This is the right line on the left set of anchors. Fun jams and good positions will get you to the present first bolt, which will clip with some muscle. Swing out onto the west face and clip the last bolt and head for the chains.
Again, too short for more than 1 star but better than Lead.
Having led this route several times now I have a hard time understanding the 5.9 rating. Either it is contrived (only climb to the left on the face) or it is way overrated. If you use the holds on the right and then transition over to the left for the last bolt around the arete the route is super easy and you are never more than an arms reach from a bolt. I would suggest 5.7. Am I missing something here?
It was originally rated 5.9, but a huge bulge feature you had to pull over became loose. I went up with a crowbar and now that feature is on the ground. The route became considerably easier and in the new RC guidebook will be 5.7.

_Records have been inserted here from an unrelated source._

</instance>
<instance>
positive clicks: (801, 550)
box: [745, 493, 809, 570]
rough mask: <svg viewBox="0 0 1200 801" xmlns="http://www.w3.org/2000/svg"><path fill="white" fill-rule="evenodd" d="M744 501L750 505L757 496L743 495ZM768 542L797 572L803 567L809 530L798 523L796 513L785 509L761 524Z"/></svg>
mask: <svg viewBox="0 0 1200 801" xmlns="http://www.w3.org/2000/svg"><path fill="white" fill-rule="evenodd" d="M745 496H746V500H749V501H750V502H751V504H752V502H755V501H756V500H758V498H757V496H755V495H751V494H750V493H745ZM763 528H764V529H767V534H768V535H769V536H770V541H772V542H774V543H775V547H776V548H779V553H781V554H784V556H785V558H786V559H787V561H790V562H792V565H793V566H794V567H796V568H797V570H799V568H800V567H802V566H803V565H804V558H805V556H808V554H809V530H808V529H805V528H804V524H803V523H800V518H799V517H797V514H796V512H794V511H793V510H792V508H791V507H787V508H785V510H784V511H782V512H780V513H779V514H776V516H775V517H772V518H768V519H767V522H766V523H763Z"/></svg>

When I climb this I don't touch the wall on the right. If you are wanting closer to a 9 feel, I suggest doing this, otherwise it's definitely closer to a 7.
I am trying to figure out why there are bolts six inches from an easy to protect crack? I climbed it and placed bomber gear all the way up the crack...
By Perin Blanchard Administrator From: Orem, UT Jul 17, 2009
The explanation involves two seriously injured climbers and threats from local law enforcement. Ask Darren if you truly want to know.
If you're referring to the anchors between The Edge and Only Wimps Toprope the Bulge, they're for the obvious trad line/chimney thing between those two routes. It's 5.3 or 5.5 or something. I don't remember. Something easy. The trad lines on The Appendage are all pretty fun and worth doing.